The serogroups from 12 F42+ strains were determined: 5 reacted with anti-serum O8 (41.7%); antisera to O9, O11, O18, O32, O35, O98 and O101 reacted with a single isolate.

The combination of all results is shown in Table 1.

DISCUSSION

In this study, the presence of the F42 colonization factor in E. coli strains from piglets with diarrhea, was identified. Through the slide agglutination test, the presence of F42 in 12 strains (7.1%) of the 168 strains was shown. These observations are in agreement with the previous report of Zerbini (1993) that showed the presence of F42 in 7.4% of the strains studied. The similarity of the FCs already described, the prevalence of which were observed in different studies, showed heterogeneous results in different countries. Our results suggest that FC F42 must be considered as a factor of virulence in porcine colibacillosis.

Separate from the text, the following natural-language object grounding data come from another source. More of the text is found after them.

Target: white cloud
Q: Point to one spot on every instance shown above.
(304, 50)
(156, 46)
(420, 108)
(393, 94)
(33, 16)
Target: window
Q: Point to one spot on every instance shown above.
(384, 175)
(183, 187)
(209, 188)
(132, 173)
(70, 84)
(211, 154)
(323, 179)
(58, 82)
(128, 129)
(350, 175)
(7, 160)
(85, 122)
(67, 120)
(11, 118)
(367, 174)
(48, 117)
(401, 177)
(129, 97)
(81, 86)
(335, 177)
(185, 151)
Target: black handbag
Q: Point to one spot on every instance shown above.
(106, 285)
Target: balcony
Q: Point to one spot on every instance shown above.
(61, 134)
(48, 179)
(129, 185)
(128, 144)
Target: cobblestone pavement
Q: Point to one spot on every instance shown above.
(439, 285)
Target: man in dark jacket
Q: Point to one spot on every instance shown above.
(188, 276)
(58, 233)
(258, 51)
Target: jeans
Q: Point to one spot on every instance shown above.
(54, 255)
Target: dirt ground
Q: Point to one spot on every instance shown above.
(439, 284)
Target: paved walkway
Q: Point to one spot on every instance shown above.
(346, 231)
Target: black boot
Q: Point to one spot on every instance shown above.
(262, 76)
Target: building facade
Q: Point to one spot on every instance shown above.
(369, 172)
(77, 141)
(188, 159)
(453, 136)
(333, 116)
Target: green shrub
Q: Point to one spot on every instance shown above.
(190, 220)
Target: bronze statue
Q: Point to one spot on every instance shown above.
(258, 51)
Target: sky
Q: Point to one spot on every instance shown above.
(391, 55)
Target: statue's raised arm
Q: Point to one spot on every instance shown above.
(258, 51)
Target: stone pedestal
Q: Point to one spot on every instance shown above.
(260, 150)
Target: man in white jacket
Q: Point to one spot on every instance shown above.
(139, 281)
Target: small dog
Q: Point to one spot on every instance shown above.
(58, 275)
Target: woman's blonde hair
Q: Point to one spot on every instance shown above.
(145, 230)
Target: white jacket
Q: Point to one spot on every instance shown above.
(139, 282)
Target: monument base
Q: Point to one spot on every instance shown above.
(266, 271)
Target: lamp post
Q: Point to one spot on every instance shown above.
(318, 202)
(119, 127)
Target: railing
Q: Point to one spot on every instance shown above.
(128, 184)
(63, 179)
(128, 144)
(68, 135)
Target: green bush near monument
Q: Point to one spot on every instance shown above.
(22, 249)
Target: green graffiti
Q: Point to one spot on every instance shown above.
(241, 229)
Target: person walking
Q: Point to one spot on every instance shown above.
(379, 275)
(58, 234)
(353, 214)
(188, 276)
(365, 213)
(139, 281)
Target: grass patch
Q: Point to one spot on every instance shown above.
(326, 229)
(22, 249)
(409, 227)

In our experiments, no amplification of primers for the thermo-labile enterotoxins (I or II) could be observed. These results are not surprising, as others reported that enterotoxin LT has not been detected, or that it has been detected in a small number of strains isolated from pigs (Woodward & Wray 1990, Flores-Abuxapqui et al. 1997, Osek 1998, Parma et al. 2000). Thus, the results let us conclude that probably FC F42 is not linked the the occurrence of this enterotoxin. On the other hand, the presence of the genes encoding ST-II and ST-I enterotoxins were found by us. The correlation between ST-I and ST-II was 50% of the total of the strains studied. In summary, all the results obtained, show the prevalence of genotypes profiles ST-I+ ST-II+ observed in 6 strains from serogroups O8 (3), O9 (1), O11 (1) and O32 (1). The genotype profile ST-I^- ST-II+ was found in 3 strains of the serogroups O8, O18 and O35, and the genotype profile ST-I+ ST-II^- was found in 2 strains of serogroups O98 and O101.

The correlation of ST-II enterotoxin with other colonization factors varies greatly and ranges from 0% to 78%; according to Söderlind et al. (1988) in 21%, Nagy et al. (1990) in 38%, Blanco et al. (1997) in 78%, Osek (1998) in 30%, Know et al. (1999) and according to Osek (1999) in 4.5%, but in non of the strains by Parma et al. (2000).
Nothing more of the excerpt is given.